Он сделал, как ему велели, готовясь выслушать обычные резкие замечания о жесткости экономического климата и безобразиях на рынке недвижимости, к которому Островский имел таинственное отношение. По слухам, он владел несколькими магазинами в разных частях Лондона, покупал их и продавал, как бог на душу положит, и постоянно выискивал обанкротившиеся или переезжающие предприятия, вести о которых собирал, обходя свои владения, попивая с друзьями кофе в своих любимых забегаловках или играя в карты в тех странных клубах, где это занятие служит заменой ежедневной работе. Герц не знал о нем ничего конкретного, предполагал, что он по-прежнему живет на Хиллтоп-роуд, видел, что с годами Островский кажется все более жалким, что он уже не тот дерзкий предприниматель, жаждущий захватить место на рынке. Он распоряжался значительными средствами, это было очевидно, но все же его доходы были иллюзорны и с большой долей вероятности могли в одночасье исчезнуть. Он, казалось, никогда не спешил, но взгляд у него был цепкий, настороженный. Казалось, он в любую секунду может исчезнуть, уехать из города, словно у него земля горит под ногами. Однако же Герц ни разу не слышал, чтобы кто-нибудь на него пожаловался или обвинил в незаконных сделках. Он вел себя как средний финансист, но с намеком на бедное происхождение. О его делах толком никто не знал. Известно было, что он действовал в одиночку, поднимая на ноги всякие шаткие предприятия, на которые у него был нюх. Он был неизбежной опорой их жизни, и хотя ни мать, ни отец Герца Островского не любили, они были вынуждены ему доверять. Это всегда доставляло им массу неудобств: они подозревали его во всевозможных махинациях, которые могли довести его до тюрьмы, но, если верить его якобы подмоченной репутации, пока еще не доводили.

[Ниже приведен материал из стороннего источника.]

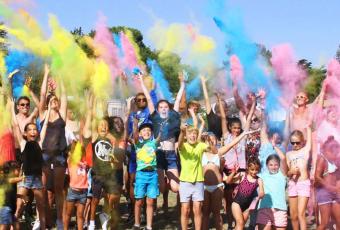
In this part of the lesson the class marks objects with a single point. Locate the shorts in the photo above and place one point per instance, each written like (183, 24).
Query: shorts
(110, 183)
(6, 215)
(53, 161)
(191, 191)
(76, 196)
(166, 159)
(272, 216)
(133, 161)
(323, 196)
(31, 182)
(299, 188)
(146, 184)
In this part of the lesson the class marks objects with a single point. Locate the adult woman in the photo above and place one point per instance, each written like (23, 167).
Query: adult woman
(54, 147)
(325, 179)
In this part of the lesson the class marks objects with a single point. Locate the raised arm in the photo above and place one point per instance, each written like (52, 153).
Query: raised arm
(238, 101)
(180, 92)
(201, 128)
(224, 149)
(44, 128)
(206, 96)
(181, 135)
(87, 130)
(251, 113)
(43, 92)
(224, 122)
(63, 101)
(15, 123)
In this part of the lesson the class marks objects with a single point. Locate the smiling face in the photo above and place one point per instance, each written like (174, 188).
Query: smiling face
(103, 128)
(141, 101)
(163, 109)
(23, 106)
(191, 136)
(301, 99)
(273, 166)
(145, 133)
(31, 132)
(297, 141)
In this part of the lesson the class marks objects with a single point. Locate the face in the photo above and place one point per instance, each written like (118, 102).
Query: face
(194, 106)
(54, 103)
(192, 137)
(103, 128)
(235, 129)
(31, 133)
(273, 166)
(225, 107)
(296, 142)
(332, 114)
(253, 170)
(118, 125)
(301, 99)
(145, 133)
(23, 106)
(141, 102)
(163, 108)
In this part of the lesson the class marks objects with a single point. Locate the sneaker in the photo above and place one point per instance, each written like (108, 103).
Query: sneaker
(36, 225)
(104, 219)
(60, 225)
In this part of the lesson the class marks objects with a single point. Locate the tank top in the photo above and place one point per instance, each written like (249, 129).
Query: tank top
(32, 160)
(55, 140)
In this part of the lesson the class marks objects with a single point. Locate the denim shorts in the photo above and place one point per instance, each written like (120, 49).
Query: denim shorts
(166, 159)
(6, 215)
(146, 184)
(31, 182)
(55, 160)
(76, 196)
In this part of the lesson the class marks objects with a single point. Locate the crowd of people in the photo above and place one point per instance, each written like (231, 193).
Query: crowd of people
(211, 158)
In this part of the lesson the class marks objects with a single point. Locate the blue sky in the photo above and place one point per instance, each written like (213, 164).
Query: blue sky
(311, 26)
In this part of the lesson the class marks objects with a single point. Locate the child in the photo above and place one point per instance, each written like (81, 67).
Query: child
(77, 192)
(9, 177)
(32, 163)
(146, 183)
(299, 183)
(245, 192)
(272, 209)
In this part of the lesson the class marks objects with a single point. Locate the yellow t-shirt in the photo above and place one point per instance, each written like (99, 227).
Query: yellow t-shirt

Это было то унылое время после смертей, после развода, после Ниона, когда дни Герца заполнял магазин, и за это он был, в общем-то, ему признателен. Однообразие этих дней стало компенсацией за боль последних лет. Каждое утро Герц выходил из квартиры и спускался по лестнице, чтобы открыть магазин; каждую пятницу он отвозил недельную выручку в банк. Однако магазин уже не был той скромной лавочкой, с которой так долго возился его отец: он стал посещаемым, почти процветающим. Герц собирался заботиться о нем до тех пор, пока Островский будет им доволен. Он не думал о том, чтобы стать хозяином магазина, но принимал его существование как факт жизни, своей жизни. Он подал Островскому кофе и приготовился слушать обычные ностальгические воспоминания о тех вечерах на Хиллтоп-роуд, когда он почти усердно навещал их — почти усердно, потому что настолько искусно скрывал свои истинные цели, что они так и не узнали, питал ли он к ним какие-нибудь чувства или был, как подозревал Герц, просто одинок.